In my opinion Philosophy isn't something to study at all. Philosophy is something that's realized with the awakening of mankind and the discovery of that Genius within. It all has to start with desire, and productive members of this forum are here because they desire to be. It goes far beyond textbook Philosophy and has a lot to do with Human Relations.

Book knowledge and formal education do not constitute Genius.

Never stop growing and never give up on your own Philosophy. Philosophy isn't just something to discuss either, it's something that shines out of you and reflects back to you, that which you reflect into it.

Hope you stick around T-T-T as this forum unfolds.
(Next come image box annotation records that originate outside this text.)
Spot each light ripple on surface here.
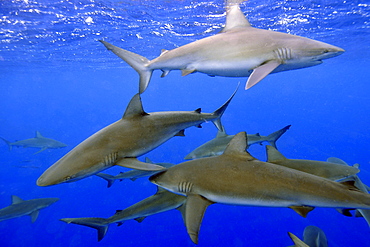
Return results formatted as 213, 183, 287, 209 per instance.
0, 0, 370, 67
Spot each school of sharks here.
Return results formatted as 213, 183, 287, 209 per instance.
0, 0, 370, 246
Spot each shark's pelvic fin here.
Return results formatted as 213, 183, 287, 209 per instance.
115, 158, 166, 171
185, 194, 214, 244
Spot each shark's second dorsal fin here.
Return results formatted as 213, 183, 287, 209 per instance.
12, 195, 23, 204
220, 3, 251, 33
224, 131, 255, 160
266, 145, 286, 162
122, 94, 148, 118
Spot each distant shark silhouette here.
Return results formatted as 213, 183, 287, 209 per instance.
61, 188, 186, 241
149, 132, 370, 243
288, 226, 328, 247
185, 125, 290, 160
0, 196, 59, 223
0, 131, 67, 154
37, 90, 236, 186
96, 157, 174, 188
100, 1, 344, 93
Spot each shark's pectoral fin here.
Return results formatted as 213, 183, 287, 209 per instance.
184, 194, 214, 244
34, 147, 48, 154
30, 210, 40, 223
114, 158, 166, 171
289, 206, 315, 218
245, 60, 281, 89
181, 69, 195, 76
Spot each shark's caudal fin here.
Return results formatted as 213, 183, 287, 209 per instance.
99, 40, 153, 94
212, 83, 239, 132
0, 137, 12, 150
95, 173, 116, 188
267, 125, 291, 149
60, 217, 109, 241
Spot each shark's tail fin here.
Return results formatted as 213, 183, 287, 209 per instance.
212, 83, 240, 132
99, 40, 153, 94
95, 173, 116, 188
60, 218, 109, 241
0, 137, 12, 150
266, 125, 291, 149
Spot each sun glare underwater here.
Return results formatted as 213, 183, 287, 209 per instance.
0, 0, 370, 247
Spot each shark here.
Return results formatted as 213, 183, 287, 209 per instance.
266, 145, 360, 180
60, 188, 186, 241
288, 226, 328, 247
149, 132, 370, 244
36, 89, 237, 186
0, 195, 59, 223
0, 131, 67, 154
185, 125, 291, 160
96, 157, 174, 188
100, 1, 344, 93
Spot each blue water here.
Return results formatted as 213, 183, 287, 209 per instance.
0, 0, 370, 247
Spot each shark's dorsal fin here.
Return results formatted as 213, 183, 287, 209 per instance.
289, 206, 315, 218
216, 130, 228, 138
266, 145, 286, 162
30, 210, 40, 223
224, 132, 255, 160
122, 94, 148, 118
35, 130, 43, 138
12, 195, 23, 204
185, 194, 214, 244
220, 3, 251, 33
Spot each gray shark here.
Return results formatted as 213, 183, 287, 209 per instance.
185, 125, 290, 160
61, 188, 186, 241
101, 0, 344, 93
289, 226, 328, 247
149, 132, 370, 243
266, 145, 360, 180
37, 90, 236, 186
0, 131, 67, 154
96, 157, 174, 188
0, 196, 59, 223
You may find some interesting things here and quite possibly make a friend or two along the way.

Thanks again fellas for keeping it clean. I'm in the process of writing rules for the forum. I'll update them in the annoncements soon.

Also, why doesn't T-T-T start with a Thread in the Branches of Philosophy that is of interest. This is an introduction forum so please introduce yourself and let's talk Philosophy.Smile
 
NoAngst
 
Reply Fri 6 Oct, 2006 09:02 pm
@de Silentio,
de Silentio wrote:
"Often the mind believes it is thinking, when it is only passing from one metaphor to the next." -NoAngst

Please explain this for me.

This is basically an extended metaphor. Of course we understand the point and are likely convinced of its truth. But is it a truth or a story told in such a way that its putative force rests only on recognition and plausibility?

Consider: On cold, winter nights, porcupines will sometimes huddle together to share body heat against the weather. But they must be careful doing this so as not to poke each other with their quills. Now the same may be said about human society; that we need to live together and work toward a common good, but we must take care not to infringe upon our neighbors.

While the first example apparently illustrates and lends force to the second, the fact of the matter is that porcupines do not exhibit the behavior described; they are basically loners who shun their own kind. Yet the fact of such description is irrelevant to the assumed truth of the second; mere plausibility is enough to provide putative force to the point being made about society. And so it is with the Allegory of the Cave; the mind believes it is thinking, but it is only passing from one metaphor to the next; you are convinced of "the Good" because of the plausibility of the metaphors, not by any reasoned argument that "the Good" exists in fact.